Before the discovery of the Pythagorean theorem, the Greeks believed that all numbers could be expressed as a whole number or as a fraction – a ratio of two whole numbers. But the Pythagorean theorem blew a big hole in that notion. Hiding in plain sight in the theorem was something very disturbing. If, for example, you are looking at a right triangle with two sides of 1 inch (or foot, or something like that), the hypotenuse is a number whose square is 2.
So what is the square root of 2? Something the Pythagoreans couldn’t handle: an irrational number; that is, a number that cannot be written as a fraction (or a ratio). For us, that just means the math is a little harder (OK, maybe a lot harder).
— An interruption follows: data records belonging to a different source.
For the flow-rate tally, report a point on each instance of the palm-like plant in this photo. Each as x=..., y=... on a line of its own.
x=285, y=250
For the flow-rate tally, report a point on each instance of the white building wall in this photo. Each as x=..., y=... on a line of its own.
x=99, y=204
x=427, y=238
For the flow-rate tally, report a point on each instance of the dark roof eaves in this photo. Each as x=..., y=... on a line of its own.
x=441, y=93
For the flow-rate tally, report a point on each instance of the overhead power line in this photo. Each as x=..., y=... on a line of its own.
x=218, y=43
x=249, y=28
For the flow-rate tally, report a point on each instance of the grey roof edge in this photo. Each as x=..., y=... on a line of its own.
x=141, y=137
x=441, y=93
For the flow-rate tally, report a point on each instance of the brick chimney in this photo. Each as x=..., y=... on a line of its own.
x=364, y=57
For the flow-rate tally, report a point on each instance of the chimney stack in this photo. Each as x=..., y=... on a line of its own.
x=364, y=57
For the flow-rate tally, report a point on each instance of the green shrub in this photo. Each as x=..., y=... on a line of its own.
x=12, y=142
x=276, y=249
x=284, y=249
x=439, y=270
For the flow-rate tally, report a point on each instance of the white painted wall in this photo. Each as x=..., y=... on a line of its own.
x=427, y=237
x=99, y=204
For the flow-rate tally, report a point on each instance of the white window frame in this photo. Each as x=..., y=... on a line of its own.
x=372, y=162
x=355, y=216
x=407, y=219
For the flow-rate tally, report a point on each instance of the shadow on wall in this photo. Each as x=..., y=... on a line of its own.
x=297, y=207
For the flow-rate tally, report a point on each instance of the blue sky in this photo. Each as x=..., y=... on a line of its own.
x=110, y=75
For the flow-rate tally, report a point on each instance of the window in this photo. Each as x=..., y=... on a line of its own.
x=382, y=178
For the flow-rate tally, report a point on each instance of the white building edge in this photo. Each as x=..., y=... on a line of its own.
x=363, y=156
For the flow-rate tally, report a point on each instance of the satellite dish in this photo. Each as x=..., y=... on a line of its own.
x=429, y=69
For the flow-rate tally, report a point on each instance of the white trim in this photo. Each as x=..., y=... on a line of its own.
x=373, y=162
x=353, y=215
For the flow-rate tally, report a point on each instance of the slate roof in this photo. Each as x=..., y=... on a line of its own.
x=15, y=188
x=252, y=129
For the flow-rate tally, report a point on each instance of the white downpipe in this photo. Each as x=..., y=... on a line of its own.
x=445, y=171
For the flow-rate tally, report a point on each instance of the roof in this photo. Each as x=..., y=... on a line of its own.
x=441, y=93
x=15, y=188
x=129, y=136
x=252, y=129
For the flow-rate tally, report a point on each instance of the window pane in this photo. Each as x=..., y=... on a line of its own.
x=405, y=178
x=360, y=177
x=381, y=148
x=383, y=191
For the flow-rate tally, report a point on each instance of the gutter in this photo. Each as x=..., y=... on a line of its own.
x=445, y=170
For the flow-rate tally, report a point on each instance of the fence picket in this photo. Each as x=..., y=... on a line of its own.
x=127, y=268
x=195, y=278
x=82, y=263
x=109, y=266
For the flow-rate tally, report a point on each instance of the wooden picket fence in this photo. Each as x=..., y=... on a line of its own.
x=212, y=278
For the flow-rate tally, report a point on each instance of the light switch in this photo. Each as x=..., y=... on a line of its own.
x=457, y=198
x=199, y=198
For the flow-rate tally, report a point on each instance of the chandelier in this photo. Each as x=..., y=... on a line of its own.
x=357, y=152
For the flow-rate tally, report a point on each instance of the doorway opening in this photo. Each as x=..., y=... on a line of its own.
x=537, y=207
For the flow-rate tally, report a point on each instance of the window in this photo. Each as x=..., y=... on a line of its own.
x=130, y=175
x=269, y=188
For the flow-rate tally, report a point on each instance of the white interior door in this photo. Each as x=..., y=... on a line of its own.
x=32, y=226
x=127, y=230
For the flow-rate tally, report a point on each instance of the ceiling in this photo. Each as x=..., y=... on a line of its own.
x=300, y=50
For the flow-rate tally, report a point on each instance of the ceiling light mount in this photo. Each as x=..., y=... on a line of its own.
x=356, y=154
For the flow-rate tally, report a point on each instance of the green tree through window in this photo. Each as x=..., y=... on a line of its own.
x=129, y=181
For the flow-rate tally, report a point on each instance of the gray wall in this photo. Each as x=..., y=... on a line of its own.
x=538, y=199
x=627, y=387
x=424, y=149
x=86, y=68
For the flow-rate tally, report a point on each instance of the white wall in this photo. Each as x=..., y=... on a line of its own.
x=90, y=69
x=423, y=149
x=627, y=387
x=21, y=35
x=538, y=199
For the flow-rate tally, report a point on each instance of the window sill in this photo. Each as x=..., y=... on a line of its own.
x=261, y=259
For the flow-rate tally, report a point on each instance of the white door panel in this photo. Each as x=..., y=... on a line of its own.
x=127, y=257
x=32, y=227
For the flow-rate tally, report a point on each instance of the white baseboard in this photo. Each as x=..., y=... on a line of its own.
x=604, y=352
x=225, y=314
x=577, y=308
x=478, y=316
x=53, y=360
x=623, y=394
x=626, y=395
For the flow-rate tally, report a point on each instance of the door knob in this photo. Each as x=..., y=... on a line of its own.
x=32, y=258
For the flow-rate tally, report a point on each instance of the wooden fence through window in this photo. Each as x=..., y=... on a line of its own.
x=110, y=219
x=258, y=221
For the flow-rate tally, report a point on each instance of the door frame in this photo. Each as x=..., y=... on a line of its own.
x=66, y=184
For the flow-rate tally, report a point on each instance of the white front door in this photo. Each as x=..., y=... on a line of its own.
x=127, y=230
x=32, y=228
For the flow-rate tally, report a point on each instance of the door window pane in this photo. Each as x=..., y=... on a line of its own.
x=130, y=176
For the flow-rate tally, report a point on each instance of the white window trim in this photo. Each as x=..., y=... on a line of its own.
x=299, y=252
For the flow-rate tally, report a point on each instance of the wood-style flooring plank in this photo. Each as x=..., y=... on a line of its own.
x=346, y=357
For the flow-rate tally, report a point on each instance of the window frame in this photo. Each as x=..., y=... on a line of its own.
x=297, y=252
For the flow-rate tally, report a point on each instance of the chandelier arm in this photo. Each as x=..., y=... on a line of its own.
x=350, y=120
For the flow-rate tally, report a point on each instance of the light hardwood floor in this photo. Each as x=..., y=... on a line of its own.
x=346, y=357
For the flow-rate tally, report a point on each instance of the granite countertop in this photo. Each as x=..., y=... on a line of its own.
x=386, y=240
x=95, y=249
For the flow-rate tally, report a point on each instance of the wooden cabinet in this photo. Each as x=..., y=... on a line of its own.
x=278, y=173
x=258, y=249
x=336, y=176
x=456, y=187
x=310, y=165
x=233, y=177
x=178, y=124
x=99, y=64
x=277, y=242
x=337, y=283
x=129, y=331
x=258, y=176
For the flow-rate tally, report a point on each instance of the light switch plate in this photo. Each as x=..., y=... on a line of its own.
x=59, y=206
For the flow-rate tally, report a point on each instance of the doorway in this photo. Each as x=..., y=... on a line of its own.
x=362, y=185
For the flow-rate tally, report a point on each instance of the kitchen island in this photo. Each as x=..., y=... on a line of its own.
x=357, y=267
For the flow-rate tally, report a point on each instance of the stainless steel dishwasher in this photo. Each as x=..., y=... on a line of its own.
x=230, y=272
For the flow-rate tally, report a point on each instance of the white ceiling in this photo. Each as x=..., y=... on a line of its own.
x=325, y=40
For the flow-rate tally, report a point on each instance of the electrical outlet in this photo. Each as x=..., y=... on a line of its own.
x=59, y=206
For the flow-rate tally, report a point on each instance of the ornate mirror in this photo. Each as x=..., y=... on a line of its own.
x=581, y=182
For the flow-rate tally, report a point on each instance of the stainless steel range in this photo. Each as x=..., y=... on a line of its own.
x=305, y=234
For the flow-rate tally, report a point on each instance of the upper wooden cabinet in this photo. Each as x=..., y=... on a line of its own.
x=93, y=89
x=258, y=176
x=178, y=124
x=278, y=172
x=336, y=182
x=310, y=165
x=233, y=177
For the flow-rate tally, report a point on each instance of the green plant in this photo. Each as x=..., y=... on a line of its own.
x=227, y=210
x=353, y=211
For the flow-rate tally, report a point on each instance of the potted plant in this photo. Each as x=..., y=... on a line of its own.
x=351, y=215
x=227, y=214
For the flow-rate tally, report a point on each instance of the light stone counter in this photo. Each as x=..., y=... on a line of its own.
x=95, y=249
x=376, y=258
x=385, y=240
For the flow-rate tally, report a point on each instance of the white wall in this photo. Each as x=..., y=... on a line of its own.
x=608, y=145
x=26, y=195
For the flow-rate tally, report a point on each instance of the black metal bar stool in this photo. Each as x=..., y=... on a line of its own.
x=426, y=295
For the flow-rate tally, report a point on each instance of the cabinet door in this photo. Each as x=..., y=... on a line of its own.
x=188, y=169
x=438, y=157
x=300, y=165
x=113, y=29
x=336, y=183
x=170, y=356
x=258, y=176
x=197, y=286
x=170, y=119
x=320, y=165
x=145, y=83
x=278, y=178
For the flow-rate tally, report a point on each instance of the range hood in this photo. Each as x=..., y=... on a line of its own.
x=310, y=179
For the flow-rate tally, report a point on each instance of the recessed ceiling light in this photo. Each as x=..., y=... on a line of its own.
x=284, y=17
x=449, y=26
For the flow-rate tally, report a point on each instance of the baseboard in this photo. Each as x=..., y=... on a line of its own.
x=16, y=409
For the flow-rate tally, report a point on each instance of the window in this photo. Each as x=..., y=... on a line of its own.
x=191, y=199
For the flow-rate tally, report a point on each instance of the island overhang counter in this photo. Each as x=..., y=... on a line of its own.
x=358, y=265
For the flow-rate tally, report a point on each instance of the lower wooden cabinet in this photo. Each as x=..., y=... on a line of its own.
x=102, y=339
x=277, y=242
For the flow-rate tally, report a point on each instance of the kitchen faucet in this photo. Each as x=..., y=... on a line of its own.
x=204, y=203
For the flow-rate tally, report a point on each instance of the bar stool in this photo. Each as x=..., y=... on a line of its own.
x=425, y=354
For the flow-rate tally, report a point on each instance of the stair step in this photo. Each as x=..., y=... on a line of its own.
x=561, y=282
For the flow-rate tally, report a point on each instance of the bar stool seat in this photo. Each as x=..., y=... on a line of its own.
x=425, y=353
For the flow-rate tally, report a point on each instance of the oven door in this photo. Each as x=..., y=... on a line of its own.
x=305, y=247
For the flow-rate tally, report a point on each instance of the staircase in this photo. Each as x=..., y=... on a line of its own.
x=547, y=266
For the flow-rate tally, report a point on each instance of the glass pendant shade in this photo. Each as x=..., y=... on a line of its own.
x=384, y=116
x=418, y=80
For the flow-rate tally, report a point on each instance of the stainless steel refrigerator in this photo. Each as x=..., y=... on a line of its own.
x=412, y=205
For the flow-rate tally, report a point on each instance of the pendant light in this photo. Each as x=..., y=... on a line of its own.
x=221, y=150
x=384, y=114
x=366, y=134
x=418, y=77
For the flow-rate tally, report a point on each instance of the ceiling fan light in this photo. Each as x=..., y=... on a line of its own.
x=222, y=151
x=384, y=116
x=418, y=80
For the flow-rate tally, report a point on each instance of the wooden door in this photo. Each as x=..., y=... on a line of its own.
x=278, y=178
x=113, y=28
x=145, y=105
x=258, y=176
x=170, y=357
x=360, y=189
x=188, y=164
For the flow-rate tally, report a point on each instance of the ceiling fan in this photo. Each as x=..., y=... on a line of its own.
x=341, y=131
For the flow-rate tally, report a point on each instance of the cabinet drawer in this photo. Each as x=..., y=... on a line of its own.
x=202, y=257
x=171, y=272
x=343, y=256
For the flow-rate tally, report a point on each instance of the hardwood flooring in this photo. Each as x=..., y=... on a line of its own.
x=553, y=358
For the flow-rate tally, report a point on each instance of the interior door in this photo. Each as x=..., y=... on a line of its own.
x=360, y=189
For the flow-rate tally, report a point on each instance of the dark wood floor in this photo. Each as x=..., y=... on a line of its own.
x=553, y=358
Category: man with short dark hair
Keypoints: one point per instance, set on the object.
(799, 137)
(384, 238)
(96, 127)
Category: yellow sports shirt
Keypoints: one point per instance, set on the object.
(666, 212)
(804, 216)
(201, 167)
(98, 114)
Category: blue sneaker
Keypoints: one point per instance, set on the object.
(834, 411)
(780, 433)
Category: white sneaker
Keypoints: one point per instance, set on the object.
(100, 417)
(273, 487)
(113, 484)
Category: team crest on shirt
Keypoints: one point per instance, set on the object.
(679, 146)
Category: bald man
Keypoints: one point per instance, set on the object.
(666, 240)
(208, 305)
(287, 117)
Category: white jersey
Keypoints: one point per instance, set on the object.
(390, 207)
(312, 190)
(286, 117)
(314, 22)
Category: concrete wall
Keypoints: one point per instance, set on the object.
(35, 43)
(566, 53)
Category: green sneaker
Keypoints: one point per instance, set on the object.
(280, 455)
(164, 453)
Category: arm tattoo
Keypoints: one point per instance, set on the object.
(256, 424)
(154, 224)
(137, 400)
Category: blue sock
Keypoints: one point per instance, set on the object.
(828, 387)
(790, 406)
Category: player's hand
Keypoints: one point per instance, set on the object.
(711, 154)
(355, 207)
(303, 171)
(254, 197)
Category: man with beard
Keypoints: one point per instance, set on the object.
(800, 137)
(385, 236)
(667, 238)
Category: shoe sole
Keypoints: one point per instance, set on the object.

For the Pythagoreans, it was a challenge to their whole worldview, which relied on the supremacy, even divinity, of numbers that didn’t do such weird things.
Of course, we now have all kinds of weird numbers: imaginary numbers, transcendent numbers, the really disturbing zero, plus quantum mechanics. And we manage more or less finely, even managing to fly planes and invent computers.
Old version of the theorem
The writings of other members of the society were often attributed to Pythagoras himself, rather than the writer himself, probably out of respect (or perhaps as a form of self-defense). So it’s really not fair to give all the weirdness or all the credit to Pythagoras.
Much of what we attribute to Pythagoras may well be the work of another or more Pythagoreans. But real or composite, Pythagoras was not the first to understand the famous relationship. clay tablets found in what is now central Iraq show that Babylonian mathematicians knew the basics of the famous theorem at least 1,000 years before it freaked out the Pythagoreans. We don’t know how the Babylonians reacted, but we can hope they resisted pushing anyone out of a boat.